Opt-in SCT Auditing
This Document is Public
Emily Stark (estark@chromium.org), Chris Thompson (cthomp@chromium.org).
Last modified: September 30, 2020
Status: Implementation complete
This design doc outlines an approach to verify that server certificates are being properly logged via Certificate Transparency (CT). This is a step along the way to CT achieving its full intended security goals.
Currently, Chrome validates Signed Certificate Timestamps (SCTs) that it receives alongside server certificates. SCTs are verifiable promises that the certificate will be publicly logged. Chrome validates that each SCT is properly signed, but does not currently verify that the corresponding certificate is actually logged as promised. In this doc, we propose that Chrome reports a sample of SCTs and certificates to Google servers for opted-in users. Google audits the SCTs (that is, verifies that the certificate is properly logged as the SCT promised) and raises an alert about any SCTs that can’t be audited as proof of log misbehavior.
This document covers client-side changes, with server-side design covered in a Google-internal doc.
estark@chromium.org, asymmetric@chromium.org, cthomp@chromium.org, jdeblasio@chromium.org
Linux, Mac, Windows, Chrome OS, maybe Android
Pending.
Network stack, Safe Browsing code to enable/configure reporting
As a step on the way to achieving CT’s intended security goals, Chrome needs to audit SCTs. That is, when Chrome receives a server certificate with SCTs, it needs to check that the logs that issued the SCTs actually incorporated and published the certificate. Otherwise, we must trust logs to publish certificates that they say they will publish, and this is undesirable because CT logs might be malicious or misbehaving (just as a CA can be malicious or misbehaving).
A client can audit an SCT by querying an API endpoint from the log to request a Merkle audit proof, which can then be verified via simple cryptographic operations. However, this simple operation is surprisingly complex to deploy in practice. The Google-internal PRD explores some of the constraints and requirements. In particular, if Chrome clients were to query for inclusion proofs directly, it would leak browsing history to the CT logs, which is unacceptable from a privacy perspective.
To protect users’ privacy while still auditing some SCTs, this document proposes that Chrome reports a sample of SCTs observed by Safe Browsing Extending Reporting users to Google. These users have opted in to sharing additional data with Google for security purposes. Google will audit these SCTs asynchronously and raise an alert if any log misbehavior is detected.

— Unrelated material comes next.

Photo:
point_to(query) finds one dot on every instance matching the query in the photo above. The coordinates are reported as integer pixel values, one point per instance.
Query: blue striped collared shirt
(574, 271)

The server-side auditing and alerting is covered in a separate Google-internal doc.
The resulting security guarantees are closer to what CT is intended to achieve, providing a form of herd immunity, though there are still various ways that an attacker can abuse a misissued certificate without detection (see Security discussion below). The Chrome and CT teams are currently exploring a number of other possible proposals that provide better security and privacy; they are likely longer-term solutions that we are researching in parallel to this effort.
In Chrome’s net stack, we aim to report SCTs for a sample of HTTPS certificate validations to an embedder-configured endpoint. There are a few constraints on how we should accomplish this:
To meet these requirements, we’ll add a cache for pending SCT reports in the NetworkService. NetworkContext will have a method to enable/disable SCT reporting and configure parameters such as the report URL and the URLLoaderFactory to use for sending reports. When enabled, connections via that network context will queue SCT reports into the NetworkService’s cache, which will send them immediately if the report is sampled.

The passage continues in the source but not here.